Höchstmögliche Qualität für Kraftfahrzeuge durch einheitlichen Standard in der gesamten Herstellungskette – das ist das Ziel der IATF 16949:2016, dem weltweit umfassendsten Standard für Qualitätsmanagement in der Automobilindustrie. Erarbeitet wurde die Norm von der International Automotive Task Force (IATF), einer Arbeitsgruppe europäischer und amerikanischer Automobilhersteller und Automobilverbände.
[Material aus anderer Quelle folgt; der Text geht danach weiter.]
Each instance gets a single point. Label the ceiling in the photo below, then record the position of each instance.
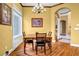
(44, 4)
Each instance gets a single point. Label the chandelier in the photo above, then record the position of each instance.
(38, 8)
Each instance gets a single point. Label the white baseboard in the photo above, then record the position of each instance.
(11, 50)
(75, 45)
(53, 41)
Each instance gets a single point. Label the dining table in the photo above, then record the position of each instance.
(33, 37)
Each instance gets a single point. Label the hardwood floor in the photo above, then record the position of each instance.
(58, 49)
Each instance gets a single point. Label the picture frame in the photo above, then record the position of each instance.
(6, 15)
(37, 22)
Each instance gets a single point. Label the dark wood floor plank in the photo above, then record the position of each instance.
(58, 49)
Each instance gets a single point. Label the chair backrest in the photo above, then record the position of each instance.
(50, 33)
(41, 36)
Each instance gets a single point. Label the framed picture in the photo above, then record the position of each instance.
(6, 15)
(37, 22)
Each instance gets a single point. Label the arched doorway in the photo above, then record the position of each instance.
(63, 25)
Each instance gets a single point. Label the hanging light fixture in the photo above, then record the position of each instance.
(38, 8)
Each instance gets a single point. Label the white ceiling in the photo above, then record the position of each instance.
(44, 4)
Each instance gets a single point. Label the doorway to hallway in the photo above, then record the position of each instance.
(63, 25)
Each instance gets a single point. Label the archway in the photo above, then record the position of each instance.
(63, 25)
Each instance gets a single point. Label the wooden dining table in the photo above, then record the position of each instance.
(33, 37)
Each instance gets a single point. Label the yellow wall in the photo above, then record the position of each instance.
(28, 15)
(6, 33)
(74, 20)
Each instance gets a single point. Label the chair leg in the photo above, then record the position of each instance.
(33, 46)
(50, 47)
(45, 50)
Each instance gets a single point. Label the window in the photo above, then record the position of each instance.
(17, 24)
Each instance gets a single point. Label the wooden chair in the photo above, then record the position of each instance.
(40, 41)
(27, 41)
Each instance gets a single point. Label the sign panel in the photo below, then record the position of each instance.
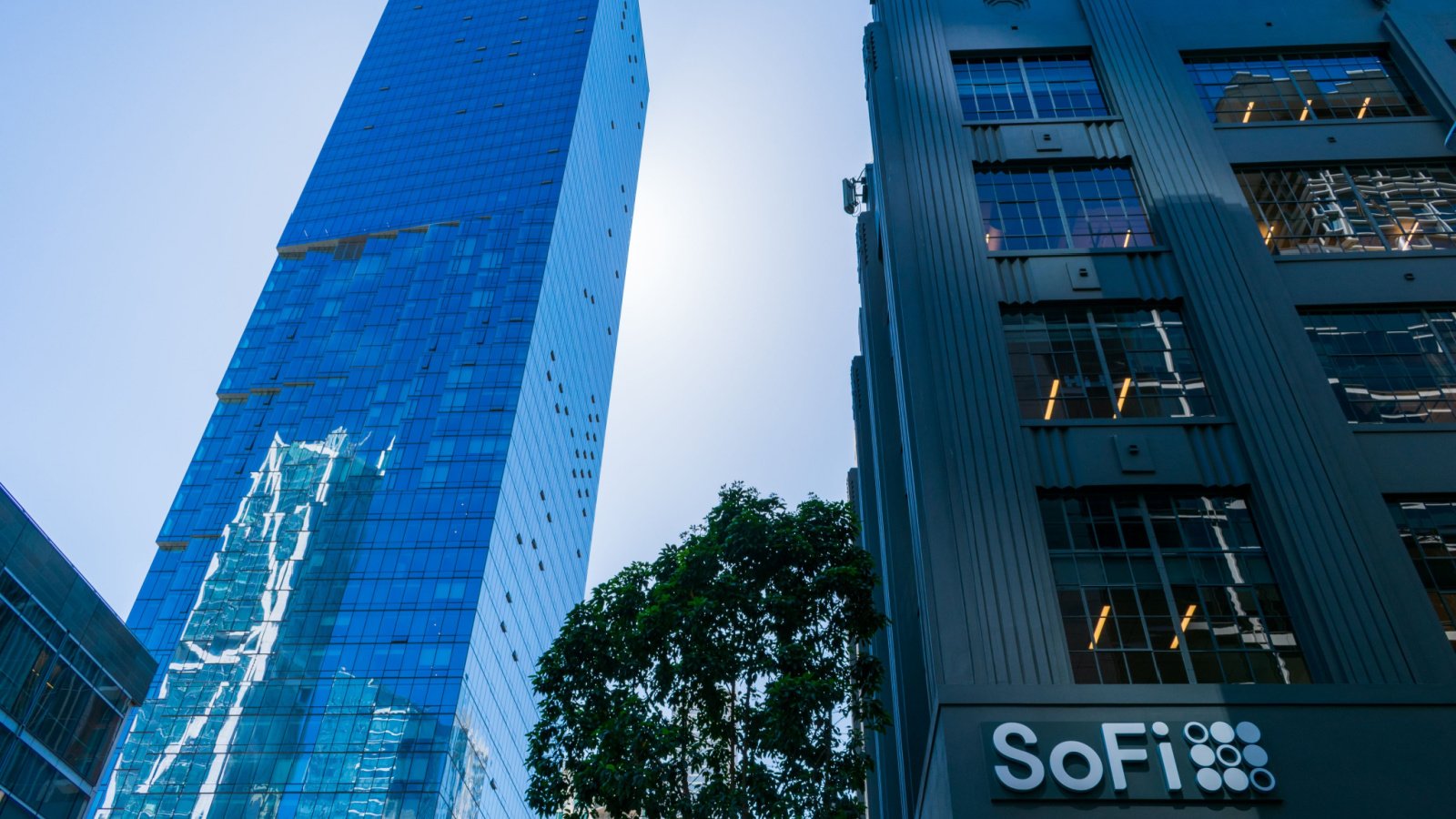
(1159, 761)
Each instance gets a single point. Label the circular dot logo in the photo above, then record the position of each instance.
(1229, 758)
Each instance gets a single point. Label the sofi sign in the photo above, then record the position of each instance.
(1132, 761)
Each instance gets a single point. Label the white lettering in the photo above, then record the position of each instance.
(1165, 753)
(1036, 771)
(1116, 753)
(1059, 767)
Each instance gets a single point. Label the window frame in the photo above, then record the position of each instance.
(1267, 229)
(1063, 216)
(1443, 611)
(1019, 58)
(1336, 379)
(1410, 98)
(1114, 397)
(1159, 554)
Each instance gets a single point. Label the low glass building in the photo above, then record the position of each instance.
(69, 673)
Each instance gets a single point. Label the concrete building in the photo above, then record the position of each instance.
(1155, 405)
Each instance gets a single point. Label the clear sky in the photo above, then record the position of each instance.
(150, 152)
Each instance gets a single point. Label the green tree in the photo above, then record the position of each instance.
(725, 680)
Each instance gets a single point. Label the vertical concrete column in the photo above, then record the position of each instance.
(986, 577)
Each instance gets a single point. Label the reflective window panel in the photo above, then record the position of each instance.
(1429, 531)
(1055, 208)
(1353, 208)
(1050, 86)
(1300, 86)
(1167, 589)
(1390, 366)
(1104, 363)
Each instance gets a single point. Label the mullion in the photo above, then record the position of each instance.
(1365, 207)
(1026, 85)
(1101, 359)
(1062, 207)
(1167, 583)
(1303, 95)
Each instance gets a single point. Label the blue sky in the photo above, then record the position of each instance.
(153, 149)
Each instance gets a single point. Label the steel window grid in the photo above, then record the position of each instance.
(1314, 102)
(1353, 207)
(1208, 649)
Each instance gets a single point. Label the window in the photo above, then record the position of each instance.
(1390, 368)
(1353, 208)
(1309, 86)
(1055, 208)
(1104, 363)
(1168, 588)
(1429, 530)
(1028, 87)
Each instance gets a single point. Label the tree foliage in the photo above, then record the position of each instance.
(724, 680)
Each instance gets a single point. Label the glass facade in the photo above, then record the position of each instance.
(69, 675)
(1104, 363)
(1028, 87)
(389, 511)
(1390, 366)
(1354, 208)
(1300, 86)
(1168, 588)
(1055, 208)
(1429, 531)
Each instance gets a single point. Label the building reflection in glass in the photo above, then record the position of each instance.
(1390, 366)
(271, 698)
(1353, 208)
(1429, 531)
(1303, 87)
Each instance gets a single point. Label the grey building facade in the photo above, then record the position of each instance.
(70, 671)
(1155, 405)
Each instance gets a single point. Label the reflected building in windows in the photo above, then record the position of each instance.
(70, 672)
(389, 511)
(1157, 405)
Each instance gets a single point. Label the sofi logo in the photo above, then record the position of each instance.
(1133, 761)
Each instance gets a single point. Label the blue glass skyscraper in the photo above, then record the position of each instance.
(390, 509)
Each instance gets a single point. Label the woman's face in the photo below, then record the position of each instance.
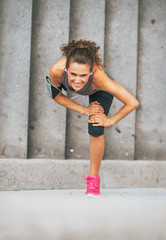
(78, 75)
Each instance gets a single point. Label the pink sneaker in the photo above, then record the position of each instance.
(93, 186)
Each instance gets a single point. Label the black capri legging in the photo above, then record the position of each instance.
(105, 99)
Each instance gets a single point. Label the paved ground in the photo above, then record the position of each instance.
(119, 214)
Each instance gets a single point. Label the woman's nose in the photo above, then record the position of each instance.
(77, 79)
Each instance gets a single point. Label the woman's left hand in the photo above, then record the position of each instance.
(100, 120)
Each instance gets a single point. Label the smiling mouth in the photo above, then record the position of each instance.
(77, 85)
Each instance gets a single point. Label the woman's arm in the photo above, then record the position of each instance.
(103, 82)
(60, 98)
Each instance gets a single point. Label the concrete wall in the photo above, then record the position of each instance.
(132, 36)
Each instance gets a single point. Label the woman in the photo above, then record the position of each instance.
(81, 71)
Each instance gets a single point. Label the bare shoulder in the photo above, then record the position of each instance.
(56, 71)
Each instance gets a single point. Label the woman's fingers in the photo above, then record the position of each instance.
(96, 108)
(100, 120)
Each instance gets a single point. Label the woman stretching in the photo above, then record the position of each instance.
(81, 71)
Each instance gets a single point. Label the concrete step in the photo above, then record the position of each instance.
(119, 214)
(23, 174)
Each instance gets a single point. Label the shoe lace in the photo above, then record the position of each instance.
(91, 182)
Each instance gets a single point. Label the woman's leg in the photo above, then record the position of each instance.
(96, 149)
(97, 143)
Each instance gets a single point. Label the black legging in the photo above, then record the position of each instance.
(105, 99)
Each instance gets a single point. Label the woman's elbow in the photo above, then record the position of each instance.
(135, 104)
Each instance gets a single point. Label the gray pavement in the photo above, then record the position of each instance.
(120, 214)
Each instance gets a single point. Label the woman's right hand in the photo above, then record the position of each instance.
(94, 108)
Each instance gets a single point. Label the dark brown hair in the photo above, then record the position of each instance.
(81, 51)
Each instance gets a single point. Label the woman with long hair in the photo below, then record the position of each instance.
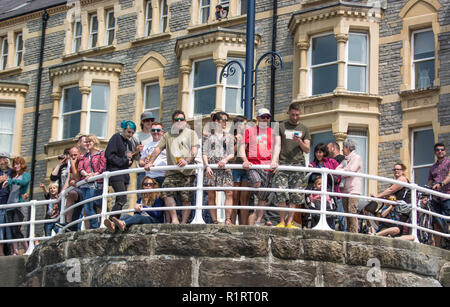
(93, 163)
(18, 186)
(148, 200)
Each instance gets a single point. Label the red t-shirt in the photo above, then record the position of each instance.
(259, 142)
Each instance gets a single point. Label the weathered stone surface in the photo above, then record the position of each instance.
(210, 255)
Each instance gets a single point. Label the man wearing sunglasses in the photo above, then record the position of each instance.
(439, 179)
(181, 144)
(157, 132)
(257, 149)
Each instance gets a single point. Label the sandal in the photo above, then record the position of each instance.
(110, 225)
(120, 224)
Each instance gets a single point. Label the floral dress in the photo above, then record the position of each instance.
(217, 147)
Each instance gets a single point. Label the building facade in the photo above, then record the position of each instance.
(376, 72)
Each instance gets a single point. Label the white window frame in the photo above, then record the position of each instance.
(203, 8)
(191, 86)
(148, 21)
(61, 114)
(413, 166)
(413, 62)
(19, 52)
(2, 107)
(366, 65)
(163, 17)
(226, 85)
(311, 67)
(76, 36)
(92, 32)
(108, 29)
(88, 117)
(4, 53)
(145, 99)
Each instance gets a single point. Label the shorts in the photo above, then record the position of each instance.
(220, 178)
(176, 181)
(259, 175)
(288, 180)
(239, 175)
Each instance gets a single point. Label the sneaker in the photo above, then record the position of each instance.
(291, 225)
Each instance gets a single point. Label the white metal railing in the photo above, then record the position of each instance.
(198, 207)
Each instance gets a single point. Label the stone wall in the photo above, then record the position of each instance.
(211, 255)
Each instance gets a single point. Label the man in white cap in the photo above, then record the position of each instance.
(257, 149)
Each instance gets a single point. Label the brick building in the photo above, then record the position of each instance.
(376, 73)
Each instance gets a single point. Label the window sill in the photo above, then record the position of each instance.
(151, 38)
(11, 71)
(228, 22)
(89, 52)
(420, 99)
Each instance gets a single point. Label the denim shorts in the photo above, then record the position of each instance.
(239, 175)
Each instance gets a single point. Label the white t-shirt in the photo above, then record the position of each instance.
(161, 160)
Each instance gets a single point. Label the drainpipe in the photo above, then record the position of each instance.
(272, 71)
(45, 17)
Daher ist eine Zertifizierung nach IATF 16949 fast immer Grundvoraussetzung, um in die Lieferkette der Automobilhersteller integriert zu werden.

Die IATF 16949:2016 basiert auf der ISO 9001:2015,  ergänzt durch spezifische Anforderungen für die Serien- und Ersatzteilproduktion in der Automobilindustrie. Diese enge Anbindung an die ISO 9001 erleichtert es Unternehmen, ein bestehendes Qualitätsmanagementsystem um die zusätzlichen Anforderungen der IATF 16949 zu erweitern – ohne lästigen Doppelaufwand, z.B. bei der Dokumentation.

Ihr Wettbewerbsvorteil

Die Zertifizierung nach IATF 16949 wird weltweit von Autoherstellern und Zulieferern der Automobilindustrie anerkannt: Sie können in den Markt der Automobilindustrie vordringen und sind den Anforderungen der Branche immer einen Schritt voraus.

Die Revision der ISO/TS 16949:2009

Die Vorgängernorm ISO/TS 16949:2009 wurde im Oktober 2016 revidiert und unter dem Namen IATF 16949:2016 veröffentlicht. Die Revision war notwendig, um auch weiterhin mit der 2015 veröffentlichten Revision der ISO 9001 kompatibel zu bleiben: Eine Zertifizierung nach IATF 16949:2016 beinhaltet immer auch das Zertifikat für die ISO 9001:2015.
 
Ähnlich der ISO 9001:2015 fokussiert die IATF 16949:2016 deutlich auf die Themen Kundenzufriedenheit, Risikomanagement und Fehlervermeidung. Auch Vorbeuge- und Korrekturmaßnahmen werden verstärkt auf ihre Wirksamkeit überprüft.

Wie die ISO 9001:2015 und  ISO 14001:2015 ist auch die IATF 16949:2016 nach der sogenannten „High Level Structure“ (HLS) aufgebaut. Dies erleichtert den Aufbau und die Zertifizierung eines Integrierten Managementsystems (IMS). Und auch für alle zukünftig zu revidierenden Managementsystem-
normen wird die HLS bindend sein. Offensichtlicher Vorteil eines IMS ist der wesentlich geringere Zusatzaufwand und die verminderte Auditbelastung für Management und Mitarbeiter.

Übergangsfrist für Zertifizierungen

Die Übergangsfrist für die Umstellung von ISO/TS 16949:2009 auf IATF 16949:2016 ist an die Übergangsfrist der ISO 9001:2008 zur ISO 9001:2015 gekoppelt: Sie endet somit bereits am 14. September 2018. Alle bestehenden Zertifikate nach ISO/TS 16949:2009 verlieren mit Ablauf dieses Datums ihre Gültigkeit.

Zu beachten ist, dass Audits nach ISO/TS 16949:2009 nur noch bis zum
30. September 2017 möglich sind. Alle Erstzertifizierungs-, Rezertifizierungs-, Überprüfungs- oder Übernahmeaudits ab 1. Oktober 2017 sind auf Grundlage der IATF 16949 durchzuführen. Hierdurch soll ein „Auditstau“ kurz vor Ende der Übergangsfrist am 14. September 2018 vermieden werden.

Die Umstellung auf den neuen Standard ist zudem mit einer erhöhten Auditzeit im Übergangsaudit verbunden: Nach IATF-Vorgaben ist grundsätzlich der Aufwand einer Rezertifizierung anzusetzen.